-¿A ti te gusta el fútbol, verdad? -me pregunta mi buen amigo Gervasio Guzmán.
-¿El fútbol, dices? ¿Así, en general? No. Me gusta sólo el buen fútbol -le contesto.
-¡Pues bien que te tragas partidos por la tele los fines de semana...! -me objeta.
-Es que hasta que no los veo no sé si van a ser buenos o no -le explico.
No es verdad que vea muchos partidos. Me pongo delante de la pantalla del televisor pero, a nada que el partido demuestra ser un petardo, me dedico a leer, y levanto la vista sólo cuando escucho griterío, para comprobar qué ha pasado, no vaya a ser que tenga alguna gracia. Tampoco es infrecuente que me quede dormido.
Por eso no acudo a los campos de fútbol. Si te plantas allí -y más si vas acompañado-, ya estás (casi) obligado a tragarte lo que te echen. Aparte de que ¿a qué estadio iba a acudir yo, viviendo en Madrid?

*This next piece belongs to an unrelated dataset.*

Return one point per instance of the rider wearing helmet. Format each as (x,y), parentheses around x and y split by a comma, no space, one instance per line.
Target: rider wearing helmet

Melchor Miralles, fanático madridista, me dijo en cierta ocasión que un verdadero aficionado sólo disfruta realmente del fútbol en el campo. Lo cual confirma que no soy un aficionado de verdad, porque yo prefiero estar sentado en el sofá de mi casa, en semioscuridad, con el aire acondicionado trabajando a tope, una copa sobre la mesa y nadie que pegue gritos por las cercanías. Y con la alternativa de la lectura siempre disponible.
Los verdaderos aficionados -se lo he oído decir a Javier Clemente- nunca se aburren en un partido de fútbol. Ellos siempre encuentran cosas de interés, incluso en el peor encuentro. Es posible que eso explique por qué Clemente me disgusta tan profundamente como entrenador. Él, como se divierte con cualquier cosa, propicia cualquier cosa. Y a mí no me vale con cualquier cosa. (Parece que al Tenerife tampoco.)
He escrito que me gusta sólo el buen fútbol. Así dicho, se me podría tomar por un fino esteticista. Nada de eso. Para que un partido de fútbol me guste, no sólo tiene que ser bueno: además debe implicarme. Un encuentro entre el River Plate y el Rácing de Avellaneda podrá ser todo lo excelso que le dé la gana pero, como ninguno de los dos equipos me despierta particular interés, no disfruto ni poco ni mucho contemplándolo. Tengo que estar a favor de uno y contra otro.
Haré otra confesión impúdica: cuando empiezo a ver un partido, concedo plena libertad a mis vísceras para que ellas decidan a favor de quién estamos.
Mis vísceras son muy suyas. Están invariablemente en contra del Real Madrid (se ve que tienen un ramalazo edípico: mi padre era ferozmente madridista). Secundariamente, se inclinan del lado de la Real Sociedad, por el aquel de los orígenes. Y, por esa misma razón, sienten viva antipatía por el Athlétic de Bilbao (a no ser que juegue contra el Real Madrid, claro). Como llevan más de una década dorándose al solecillo de Aigües, mis vísceras se me han vuelto también valencianistas.
Fuera de eso, suelen ponerse del lado del equipo más pobre y tercermundista o, en caso de igualdad de medios, por el costero, en el supuesto de que alguno lo sea (al infierno si lo entiendo: ya les he dicho que son mis vísceras las que mandan en esto).
Con todos estos datos sobre la mesa, se comprenderá que el pasado sábado fuera para mí un día de gozo sublime.
Me acomodé en el salón para ver el partido Valencia-Espanyol y dejé encendido el televisor de la cocina conectado con el encuentro entre la Real Sociedad y el Real Madrid. Por razones de partidismo debería haber sido al revés, pero mis vísceras apostaron por el campo en el que suponían que el buen fútbol estaba asegurado.
Acertaron de pleno. Vi en el salón un partido glorioso por todos los conceptos, salpicado por embelesadoras visitas a la cocina.
Imagino que, si sumamos la gente a la que le importa un bledo el fútbol con aquella que no comparte ni poco ni mucho mis preferencias futboleras, este apunte de mi diario le habrá parecido una perfecta caca a la mayoría de mis lectores (y lectoras, sobre todo).
Les pido excusas: lo han escrito mis vísceras.
Javier Ortiz. Diario de un resentido social (29 de abril de 2002). Subido a "Desde Jamaica" el 23 de abril de 2017.